A direct relation has also been observed in terms of crop failure and famine and the selling of daughters into prostitution. The years that saw famines and low production on the farm were also the years when the maximum number of girls was sold to public brothels17.

In most public brothels many girls, who had not yet gone through puberty, had to take customers. What is even harsher to hear is that most of them did not even know what they were stepping into while being sold off, as many of them later reflected in their memoirs or interviews.

Meanwhile, as Japanese activities in Korea and Manchuria intensified, a large number of brothels began springing up in these areas as well. They were supplied with the same source of prostitutes—the poor peasant families’ daughters—and estimates say that about over 30,000 prostitutes were brought to Manchuria alone by the Japanese. In countries like Korea, Japan introduced the concept of a brothel by supplying a huge contingent of its prostitutes; most of who had no idea where and why they were going.

Later, when the Japanese went westwards into Asia during the Second World War, they took along with them brothels. A large contingent of sex slaves marched alongside the frontline battalions of the Japanese Army. Many of these women were left for dead once the War was over; but a large number of them survived.

Their stories came into the mainstream discourse many years later in the 1960s and 1970s, as news journalists began to uncover them. They continued to live traumatic lives in the countries that they “served” in. They are not the quintessential war veterans in the eyes of the state, despite being at the front lines.

Politically, there was little resistance to public brothels as most of the scholars and politicians chose to ignore this aspect.18 However, there were the likes of Tsuda Mamichi, Shimada Saburo19, Yamamuro Gunpei20, Yamada Waka21 and many of the Christian missionaries who took up reform for the prostitutes as a key agenda. The medium used was mainly newspaper articles, tracts and speeches. There role is discussed further below.

In the political sphere, there was little space for women. This does not mean that the state’s efforts of nation building excluded the women. However, the role that they decided for women, as we have seen so far, was far from liberating.

The state-sponsored education system worked as a key propaganda tool of the Meiji regime in gendering the citizens of Meiji Japan. Along with the Home Ministry and the various legislations, the twin ideals of “good wife, wise mother” (ryosaikenbo) were popularized in the 1890s. But these were meant only for the middle class women—labor of the low class women was required for the factory (Tipton).

For the lower class women, it was the ‘cult of productivity’ rather than the ‘cult of domesticity’22 that was propagated. This is a classic example of how ideology functions in Asian capitalist society, creating a rather perpetual labor force by exploiting a certain class; using the ideological craft of the dominant class.

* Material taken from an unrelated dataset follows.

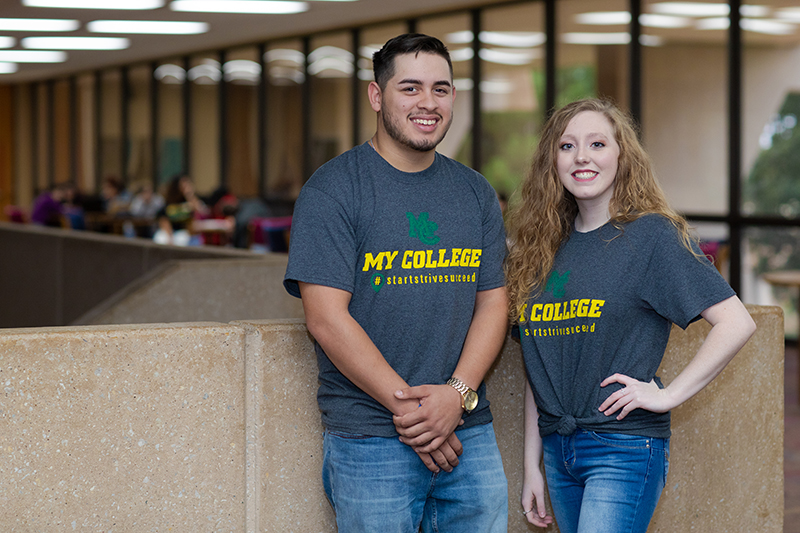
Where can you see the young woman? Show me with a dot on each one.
(599, 269)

The ideals of modesty, frugality and purity were encouraged by the state among upper and middle class women. The primary role of a woman was restricted to the “kitchen.” So much so, that a law in 1890 prevented female participation in any political meeting or political organization. The traditional patriarchal idea of the woman as the home-maker was sustained in Japan despite its great culture of debate and dialogue. They fell for the Eurocentric-patriarchal potholes in the new ideas that they embraced so readily.

Schools for girls offered as a socializing agent for this agenda of the state. The aim of these schools was to produce young women of refined taste and modest character. They were made to study less academic subjects and focused on domestic-skill learning. This however, as mentioned earlier was only for the middle class and upper class women. The lower classes were brainwashed into spending their lives in labor for the factory.